As another example of the banality of this approach, I was at my daughter’s school last week for morning tefillot (prayers), to hear her read from the Torah. Afterwards, a parent representative got up to tell the kids to come to the local Jewish federation and help with a phone-a-thon. She did not ask them to volunteer by explaining, ”you are giving others a chance to do the mitzvah of tzedakah,” or “the school and Federation need help and you can give it.” She told the kids to come because there would be a raffle for gift cards to various businesses. Do a mitzvah to win stuff you don’t need? Is this the purpose of doing a mitzvah?

I am not a fan of Amy Chua’s book “The Battle Hymn of the Tiger Mother” and its general approach to parenting, but one cue Jewish parents could take from it is Chua’s sense that parents have a right and duty to make sure their kids do certain things.

Chua is deliberate about her parenting — to an unhealthy extreme in my opinion — but she is not afraid to tell her kids to do things because she knows they have value. I’d like to see more parents telling their children, “you have the capacity to make the world a better place. The Jewish way to do this is studying Torah and doing mitzvot. I do that, and that is what I want you to do.”

But back to midrash manicures. I have no problem with making learning fun by using papercut midrash, or Bibliodrama, or any number of other creative ways to approach and understand a text. But, by assuming girls — or boys — won’t learn Torah unless we hold out the carrot of a reward to them, we are cheapening every aspect of what it means to learn.

Our tradition’s highest value is Torah lishma, learning for its own sake, not to do nails or win prizes and we should be promoting that in Jewish schools of all denominations.

In fact, the one place that nails are mentioned in the Torah, Deuteronomy 21:12, they belong to a woman and are uniquely bound up with her sense of self.
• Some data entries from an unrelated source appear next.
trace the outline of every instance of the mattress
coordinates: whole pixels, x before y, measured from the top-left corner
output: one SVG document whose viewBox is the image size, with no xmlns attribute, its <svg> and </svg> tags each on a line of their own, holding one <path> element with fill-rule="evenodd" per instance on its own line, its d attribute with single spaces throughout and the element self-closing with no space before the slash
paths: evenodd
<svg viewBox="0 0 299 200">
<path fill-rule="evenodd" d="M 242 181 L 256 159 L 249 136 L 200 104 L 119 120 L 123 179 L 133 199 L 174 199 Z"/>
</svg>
The context is that when a woman is taken captive and an Israelite man wishes to marry her, the captive must be given a chance to weep for her parents and separate from them. Part of her mourning process is to “shave her head and do her nails.” Now, the rabbis debate what this means, whether it is that the nails should grow long or be clipped short. Various views of what the Torah might mean by doing one’s nails are summarized here. Whichever view is correct, nails seem to function as a marker of the captive’s self and the growth or removal of them will change her into a different woman.

Rabbi Yael Buechler’s website and writings show that she is clearly a sincere and learned Jewish leader, and a role model to girls and boys. I don’t have a problem with her doing her nails on her own time and discussing her designs after class with students. My concern is that girls are given enough messages by the rest of the world that their physical appearance is the most important aspect of their being. By sponsoring a club where girls do their nails, the school is endorsing the notion that women need to focus on their looks to derive a sense of self-worth.

What does the Torah teach on this? The Torah is aware that humans are physical beings and notice each other on a physical level. In this week’s Torah portion of Vayera, we are told that Sarah says “my lord is old” (Gen 18:12) in disbelief when she hears that she will have a child. The midrash states that God changes her language when he reports to Abraham what Sarah has said to “I am old.” (Gen 18:13) In this reading, God is willing to change Sarah’s words about Abraham’s physical being to preserve the self-esteem and sense of dignity of her husband.

If we wish to be in the “image of God,” we need similarly to keep in mind the dignity of all. Pressuring girls to do their nails and conform to a particular notion of female attractiveness, as well as telling them that text study without manicures is in vain, is not encouraging the dignity of these young women.